Llegó Ric, por tanto, seducido por los cantos de sirena de su hermano, quien le hablaba de Mojácar como una nueva California, y se encontró con un pueblo donde las casas aún tenían al lado corrales de gallinas.
Los Polansky entraron con ímpetu en el negocio inmobiliario, desarrollaron Los Lomos del Cantal, La Gaviota, La Ventanicas y después Cortijo Grande, una urbanización fuera de serie en Turre, donde hicieron el primer campo de golf de la provincia y un helipuerto en el que aterrizaban avionetas con clientes que venían de todas partes de Europa a comprar una casa.
En Mojácar, entonces, todo estaba por hacer, y no había madrileño progre que no estuviera magnetizado por la hierba y el mito del amor libre y que no presumiera de tener un refugio en Mojácar. Ric pensó entonces, tras viajes y viajes por Sudamérica buscando Eldorado, en hacerse la casa de su vida, esa en la que ahora reposa con una pierna entre algodones y estirada sobre una banqueta.
Son 600 metros rodeados de ventanales, en lo alto de una montaña, desde la que Karen ve nadar delfines casi todos los días. Allí están los dormitorios de los invitados, el salón luminoso coronado por una claraboya, el suelo de Travertino de Macael, los cuadros de Clemente Gerez y el bar Torino, con un surtidor de cerveza, con las jarras apiladas que ya no se llenan casi nunca y la pared presidida por la cabeza de un morlaco de 640 kilos que un diestro mató de una estocada en Vera en el verano de 1971.
Ric ya no puede bajar escaleras, ya no puede encerrarse en su despacho, donde se ven libros con lecturas abandonadas, caricaturas a plumillas, objetos de arte y fotografías de cacerías y pieles de serpiente.
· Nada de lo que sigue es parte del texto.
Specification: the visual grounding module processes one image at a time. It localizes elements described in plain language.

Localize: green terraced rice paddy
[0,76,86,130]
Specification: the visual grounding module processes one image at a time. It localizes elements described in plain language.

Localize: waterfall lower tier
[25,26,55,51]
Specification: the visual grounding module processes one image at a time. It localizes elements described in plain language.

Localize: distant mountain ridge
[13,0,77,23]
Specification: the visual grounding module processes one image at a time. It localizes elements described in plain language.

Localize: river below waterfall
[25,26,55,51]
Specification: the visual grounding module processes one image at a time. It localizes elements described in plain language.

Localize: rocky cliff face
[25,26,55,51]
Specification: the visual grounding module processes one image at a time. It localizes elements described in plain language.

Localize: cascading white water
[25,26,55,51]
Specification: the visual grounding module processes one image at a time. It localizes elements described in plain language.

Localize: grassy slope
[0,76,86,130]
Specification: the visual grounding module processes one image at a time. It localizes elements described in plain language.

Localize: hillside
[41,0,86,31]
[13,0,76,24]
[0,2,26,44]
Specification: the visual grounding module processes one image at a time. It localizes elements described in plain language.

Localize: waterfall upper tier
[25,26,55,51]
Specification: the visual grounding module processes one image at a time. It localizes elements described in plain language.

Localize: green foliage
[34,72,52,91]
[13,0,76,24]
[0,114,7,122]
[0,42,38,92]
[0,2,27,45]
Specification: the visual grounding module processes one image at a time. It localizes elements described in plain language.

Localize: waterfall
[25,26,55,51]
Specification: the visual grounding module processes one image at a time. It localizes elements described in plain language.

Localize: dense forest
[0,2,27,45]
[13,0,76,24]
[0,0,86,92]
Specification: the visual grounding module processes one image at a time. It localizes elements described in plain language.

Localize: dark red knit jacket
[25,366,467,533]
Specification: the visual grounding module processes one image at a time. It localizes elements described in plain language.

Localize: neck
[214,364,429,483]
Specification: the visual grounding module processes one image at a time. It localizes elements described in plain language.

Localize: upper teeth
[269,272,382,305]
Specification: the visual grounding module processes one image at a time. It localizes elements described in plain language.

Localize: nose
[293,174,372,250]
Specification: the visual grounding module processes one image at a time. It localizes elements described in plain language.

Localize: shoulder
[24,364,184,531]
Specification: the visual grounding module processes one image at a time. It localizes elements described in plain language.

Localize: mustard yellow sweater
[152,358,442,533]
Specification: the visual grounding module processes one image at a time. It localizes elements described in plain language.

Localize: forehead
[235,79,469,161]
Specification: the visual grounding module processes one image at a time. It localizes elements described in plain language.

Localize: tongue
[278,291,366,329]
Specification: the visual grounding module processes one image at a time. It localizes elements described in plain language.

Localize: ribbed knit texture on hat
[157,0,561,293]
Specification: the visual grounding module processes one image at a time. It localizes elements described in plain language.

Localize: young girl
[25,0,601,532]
Han pasado los años por ellos sin darse cuenta, y la singular casona, la más elevada sobre el nivel del mar de la provincia, se les ha hecho grande, ya no la dominan, y la han puesto a la venta. En ella, en Casa Polansky, está casi toda su vida, y muchas confidencias y secretos de los habitantes de esa colonia de residentes extranjeros que quedaron atrapados entre sus paredes en interminables barbacoas de verano.